Bundesanwaltschaft lässt mutmaßlichen Russland-Spion in Hagen festnehmen
Im Zusammenhang mit dem anhaltenden Krieg in der Ukraine hat die Bundesanwaltschaft einen weiteren mutmaßlichen Spion für Russland in Gewahrsam nehmen lassen. Ein Ermittlungsrichter des Bundesgerichtshofs erließ am Samstag Haftbefehl gegen den 53-jährigen Ukrainer, wie die oberste deutsche Anklagebehörde in Karlsruhe mitteilte. Der Mann befindet sich nun in Untersuchungshaft.
Vorwurf: Geheimdienstliche Tätigkeit für Russland
Die Bundesanwaltschaft wirft dem Festgenommenen vor, im Auftrag eines russischen Geheimdienstes aktiv gewesen zu sein. Konkret soll er Informationen über einen Mann gesammelt haben, der sich in Deutschland aufhält. Dieser Mann habe sich nach Beginn des russischen Angriffskrieges gegen die Ukraine an Kampfhandlungen für die ukrainischen Streitkräfte beteiligt.
„Die Ausspähaktion diente vermutlich auch der Vorbereitung weiterer geheimdienstlicher Operationen gegen die Zielperson in Deutschland“, erklärte die Bundesanwaltschaft. Der Beschuldigte sei bereits am Freitag in Hagen vorläufig festgenommen worden. Mit den polizeilichen Ermittlungen wurde das örtliche Polizeipräsidium beauftragt.

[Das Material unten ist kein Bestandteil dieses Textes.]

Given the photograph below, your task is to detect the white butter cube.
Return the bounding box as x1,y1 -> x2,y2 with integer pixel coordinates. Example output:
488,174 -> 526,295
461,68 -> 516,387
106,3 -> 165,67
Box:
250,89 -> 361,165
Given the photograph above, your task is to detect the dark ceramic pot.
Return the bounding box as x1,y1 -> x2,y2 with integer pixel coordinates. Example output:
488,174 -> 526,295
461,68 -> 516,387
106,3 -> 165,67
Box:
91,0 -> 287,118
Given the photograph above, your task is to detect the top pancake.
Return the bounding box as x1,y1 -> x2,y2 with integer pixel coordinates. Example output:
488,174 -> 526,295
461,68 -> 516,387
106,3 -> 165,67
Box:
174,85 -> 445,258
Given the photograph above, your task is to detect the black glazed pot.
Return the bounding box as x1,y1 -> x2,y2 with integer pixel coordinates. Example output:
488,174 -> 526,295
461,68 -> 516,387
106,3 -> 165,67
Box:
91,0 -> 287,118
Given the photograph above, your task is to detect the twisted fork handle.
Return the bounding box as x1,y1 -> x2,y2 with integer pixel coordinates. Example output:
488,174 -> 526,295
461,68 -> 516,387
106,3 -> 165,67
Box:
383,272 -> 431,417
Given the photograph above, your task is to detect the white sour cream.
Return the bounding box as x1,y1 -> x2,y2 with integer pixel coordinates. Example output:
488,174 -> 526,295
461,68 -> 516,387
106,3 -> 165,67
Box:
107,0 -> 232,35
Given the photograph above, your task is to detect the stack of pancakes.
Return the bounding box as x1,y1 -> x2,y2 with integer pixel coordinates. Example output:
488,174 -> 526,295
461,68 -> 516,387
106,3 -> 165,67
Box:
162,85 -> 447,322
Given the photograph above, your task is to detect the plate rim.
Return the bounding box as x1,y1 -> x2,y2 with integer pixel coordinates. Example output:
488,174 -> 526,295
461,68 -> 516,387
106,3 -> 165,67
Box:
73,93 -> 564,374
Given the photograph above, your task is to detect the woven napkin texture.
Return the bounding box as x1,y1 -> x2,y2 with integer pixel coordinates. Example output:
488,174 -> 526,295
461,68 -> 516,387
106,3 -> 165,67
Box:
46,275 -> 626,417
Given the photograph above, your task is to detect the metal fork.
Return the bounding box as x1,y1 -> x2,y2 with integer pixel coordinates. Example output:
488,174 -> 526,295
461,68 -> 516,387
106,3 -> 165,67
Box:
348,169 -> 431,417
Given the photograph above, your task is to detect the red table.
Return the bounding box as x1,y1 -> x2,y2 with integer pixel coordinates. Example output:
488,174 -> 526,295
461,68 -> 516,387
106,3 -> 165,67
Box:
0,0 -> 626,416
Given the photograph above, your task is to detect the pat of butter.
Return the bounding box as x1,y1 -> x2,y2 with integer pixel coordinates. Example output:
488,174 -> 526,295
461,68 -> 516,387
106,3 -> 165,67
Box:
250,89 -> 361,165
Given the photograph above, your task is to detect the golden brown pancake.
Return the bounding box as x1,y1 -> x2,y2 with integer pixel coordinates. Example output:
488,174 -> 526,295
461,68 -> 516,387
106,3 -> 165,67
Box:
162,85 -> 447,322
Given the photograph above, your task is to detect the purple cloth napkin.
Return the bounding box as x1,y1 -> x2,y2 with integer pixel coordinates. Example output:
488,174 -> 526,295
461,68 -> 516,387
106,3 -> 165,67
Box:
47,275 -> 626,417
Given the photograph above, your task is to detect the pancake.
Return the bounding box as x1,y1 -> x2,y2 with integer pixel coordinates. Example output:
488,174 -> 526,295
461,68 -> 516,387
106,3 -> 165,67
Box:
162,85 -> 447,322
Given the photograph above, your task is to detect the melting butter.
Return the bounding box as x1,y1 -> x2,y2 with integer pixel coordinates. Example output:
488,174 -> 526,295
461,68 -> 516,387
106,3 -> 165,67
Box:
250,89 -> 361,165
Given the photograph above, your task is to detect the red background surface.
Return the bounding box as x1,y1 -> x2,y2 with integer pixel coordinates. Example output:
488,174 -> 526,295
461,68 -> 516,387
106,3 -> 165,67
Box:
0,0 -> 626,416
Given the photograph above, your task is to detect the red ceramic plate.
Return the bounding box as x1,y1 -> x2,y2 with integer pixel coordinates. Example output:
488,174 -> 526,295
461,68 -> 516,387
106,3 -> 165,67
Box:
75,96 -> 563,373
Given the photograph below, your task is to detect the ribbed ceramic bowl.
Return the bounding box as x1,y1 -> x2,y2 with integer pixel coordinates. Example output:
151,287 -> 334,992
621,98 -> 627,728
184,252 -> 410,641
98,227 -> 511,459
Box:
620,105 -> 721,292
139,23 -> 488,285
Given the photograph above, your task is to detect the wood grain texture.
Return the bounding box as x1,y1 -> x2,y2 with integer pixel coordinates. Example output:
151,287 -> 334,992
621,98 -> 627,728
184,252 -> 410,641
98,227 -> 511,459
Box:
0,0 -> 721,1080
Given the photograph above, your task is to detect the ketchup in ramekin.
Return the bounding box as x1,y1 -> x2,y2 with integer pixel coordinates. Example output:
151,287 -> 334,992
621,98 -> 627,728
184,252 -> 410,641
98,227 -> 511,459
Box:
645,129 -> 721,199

Kein Zusammenhang zu früheren Festnahmen
Es handelt sich nicht um den ersten derartigen Fall in jüngster Zeit. Erst vor einer Woche hatte die Bundesanwaltschaft in Rheine in Nordrhein-Westfalen eine 45-jährige Rumänin und im spanischen Elda einen 43-jährigen Ukrainer festnehmen lassen. Auch sie sollen im Auftrag eines russischen Geheimdienstes einen Mann in Deutschland ausspioniert haben, der Drohnen und entsprechende Bauteile in die Ukraine liefert.
Eine Sprecherin der Bundesanwaltschaft betonte jedoch, dass es keinen Zusammenhang zwischen diesen Festnahmen und dem aktuellen Fall gibt. Die Ermittlungen laufen jeweils separat.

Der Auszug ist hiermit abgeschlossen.